McGinnis, der sich selbst als transmaskuline Person identifiziert, beurteilt zudem eine Reihe von Schlüsselfaktoren, angefangen damit, wie das Gender Pathways-Team den Menschen am besten dabei helfen kann, ihre individuellen Transitionsziele zu erreichen, bis hin dazu, wie gut sie auf größere Operationen vorbereitet sind.
„Man kann sich nicht einer komplizierten Operation unterziehen und danach im Zug schlafen“, erklärt McGinnis. „Ich helfe sicherzustellen, dass wir unsere Patienten auf ihrem Weg zur Bestätigung ihres Geschlechts unterstützen, indem ich sie auf den Erfolg positiver postoperativer Ergebnisse vorbereite. Dazu kann gehören, dass wir über die Geschlechtsidentität einer Person hinausgehen und die ganze Person berücksichtigen, indem wir andere sozioökonomische Faktoren wie Wohnen, Ernährungssicherheit und Sicherheit zu Hause berücksichtigen.“
Eine einladende Umgebung
Die Schaffung eines sicheren, vorurteilsfreien Raums für Transgender-Patienten ist ein zentraler Bestandteil des Gender Pathways-Programms. Diese Mission baut auf den laufenden Bemühungen von Northwestern Medicine als Institution auf, die Geschlechtsidentitäten der Patienten zu respektieren. Das elektronische Patientenaktensystem des Gesundheitssystems ermöglicht es bereits, den gewählten oder bevorzugten Namen der Patienten in ihren Akten anzugeben. Und biologische Geschlechtsbezeichnungen oder Geschlechtsmarkierungen wie weiblich und männlich wurden von den Krankenhausarmbändern der Patienten entfernt.

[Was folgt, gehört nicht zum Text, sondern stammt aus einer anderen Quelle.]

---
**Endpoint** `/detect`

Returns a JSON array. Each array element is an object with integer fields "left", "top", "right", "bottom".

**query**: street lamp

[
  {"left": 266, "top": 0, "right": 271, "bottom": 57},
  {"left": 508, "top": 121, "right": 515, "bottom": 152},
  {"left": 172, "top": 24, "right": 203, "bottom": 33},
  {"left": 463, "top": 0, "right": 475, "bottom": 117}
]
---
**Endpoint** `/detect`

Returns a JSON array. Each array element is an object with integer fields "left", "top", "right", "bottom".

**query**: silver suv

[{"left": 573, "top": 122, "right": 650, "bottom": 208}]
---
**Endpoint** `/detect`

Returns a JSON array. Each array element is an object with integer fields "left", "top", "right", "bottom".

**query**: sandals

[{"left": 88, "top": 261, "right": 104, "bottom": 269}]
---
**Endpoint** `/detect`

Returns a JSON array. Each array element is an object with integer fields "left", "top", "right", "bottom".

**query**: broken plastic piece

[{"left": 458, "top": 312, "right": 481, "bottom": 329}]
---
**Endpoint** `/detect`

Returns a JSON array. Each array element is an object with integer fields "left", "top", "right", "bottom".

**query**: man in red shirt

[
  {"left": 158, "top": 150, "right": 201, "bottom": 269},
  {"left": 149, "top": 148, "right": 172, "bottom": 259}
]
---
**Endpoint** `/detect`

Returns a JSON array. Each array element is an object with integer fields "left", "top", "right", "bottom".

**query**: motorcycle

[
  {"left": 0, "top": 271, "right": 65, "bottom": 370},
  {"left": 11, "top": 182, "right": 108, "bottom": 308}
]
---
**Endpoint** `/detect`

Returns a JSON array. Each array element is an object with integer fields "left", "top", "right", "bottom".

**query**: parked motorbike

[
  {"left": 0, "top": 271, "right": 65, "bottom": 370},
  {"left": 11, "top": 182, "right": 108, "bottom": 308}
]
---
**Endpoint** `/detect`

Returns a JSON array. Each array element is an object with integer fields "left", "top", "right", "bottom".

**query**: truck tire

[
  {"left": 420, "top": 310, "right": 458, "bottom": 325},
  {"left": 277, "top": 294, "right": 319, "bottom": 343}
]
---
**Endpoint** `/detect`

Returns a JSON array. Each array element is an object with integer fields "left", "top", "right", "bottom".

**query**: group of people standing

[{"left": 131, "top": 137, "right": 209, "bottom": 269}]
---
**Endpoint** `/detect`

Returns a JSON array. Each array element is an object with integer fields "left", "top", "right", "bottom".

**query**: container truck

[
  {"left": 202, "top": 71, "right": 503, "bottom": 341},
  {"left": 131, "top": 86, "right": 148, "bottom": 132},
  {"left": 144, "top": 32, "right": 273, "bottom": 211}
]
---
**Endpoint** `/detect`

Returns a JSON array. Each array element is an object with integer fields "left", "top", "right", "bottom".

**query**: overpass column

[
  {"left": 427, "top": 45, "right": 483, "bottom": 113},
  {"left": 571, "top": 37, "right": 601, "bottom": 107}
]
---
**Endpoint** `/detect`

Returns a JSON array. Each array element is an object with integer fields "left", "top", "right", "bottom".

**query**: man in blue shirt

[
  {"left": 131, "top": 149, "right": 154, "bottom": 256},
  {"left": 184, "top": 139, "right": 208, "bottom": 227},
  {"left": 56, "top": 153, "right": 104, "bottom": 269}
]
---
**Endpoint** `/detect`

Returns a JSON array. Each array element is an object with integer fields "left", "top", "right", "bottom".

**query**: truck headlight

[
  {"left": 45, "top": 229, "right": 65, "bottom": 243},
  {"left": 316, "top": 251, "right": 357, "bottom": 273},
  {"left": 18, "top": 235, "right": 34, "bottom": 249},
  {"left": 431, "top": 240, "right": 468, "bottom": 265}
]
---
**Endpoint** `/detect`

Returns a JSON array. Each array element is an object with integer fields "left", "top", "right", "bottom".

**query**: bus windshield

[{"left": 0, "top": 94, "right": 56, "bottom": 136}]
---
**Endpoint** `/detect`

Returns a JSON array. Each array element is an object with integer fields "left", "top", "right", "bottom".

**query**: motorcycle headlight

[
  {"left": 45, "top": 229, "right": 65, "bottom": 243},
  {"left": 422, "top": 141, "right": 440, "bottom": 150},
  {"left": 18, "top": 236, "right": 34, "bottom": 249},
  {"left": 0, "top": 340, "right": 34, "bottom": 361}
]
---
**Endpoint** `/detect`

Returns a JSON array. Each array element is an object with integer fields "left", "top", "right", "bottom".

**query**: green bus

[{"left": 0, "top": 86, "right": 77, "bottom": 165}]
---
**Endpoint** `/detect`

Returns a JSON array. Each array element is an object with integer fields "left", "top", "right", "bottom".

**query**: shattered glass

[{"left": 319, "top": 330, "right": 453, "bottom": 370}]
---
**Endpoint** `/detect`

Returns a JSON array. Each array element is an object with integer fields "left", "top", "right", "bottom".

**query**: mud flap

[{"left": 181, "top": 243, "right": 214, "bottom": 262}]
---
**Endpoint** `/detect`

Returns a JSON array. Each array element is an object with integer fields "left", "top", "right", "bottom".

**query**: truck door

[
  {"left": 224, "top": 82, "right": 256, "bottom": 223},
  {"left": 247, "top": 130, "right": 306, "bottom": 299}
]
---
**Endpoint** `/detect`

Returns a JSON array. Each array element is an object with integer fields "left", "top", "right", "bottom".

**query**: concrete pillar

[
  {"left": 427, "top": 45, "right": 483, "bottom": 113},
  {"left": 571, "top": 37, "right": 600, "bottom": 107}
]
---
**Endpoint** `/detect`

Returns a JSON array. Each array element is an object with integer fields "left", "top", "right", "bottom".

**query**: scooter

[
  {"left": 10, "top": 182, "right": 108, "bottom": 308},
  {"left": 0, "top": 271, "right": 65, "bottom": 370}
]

Neben klinischen Dienstleistungen bietet das Gender Pathways Program Interessenvertretung, Bildung und Forschung an, um die Versorgung von Transgender- und genderfluiden Personen zu verbessern und voranzutreiben. Jordan führt beispielsweise derzeit eine Studie darüber durch, ob eine Brustmaskulinisierungsoperation (eine Mastektomie mit dem Ziel, das Aussehen einer männlichen Brust zu erreichen) die psychische Gesundheit und Lebensqualität junger Transgender-Männer und nichtbinärer Personen verbessert. Andere Forschungsarbeiten konzentrieren sich auf den allgemeinen Nutzen einer koordinierten multidisziplinären Versorgung bei der Verbesserung der Versorgungsqualität für diese oft marginalisierte Patientengruppe.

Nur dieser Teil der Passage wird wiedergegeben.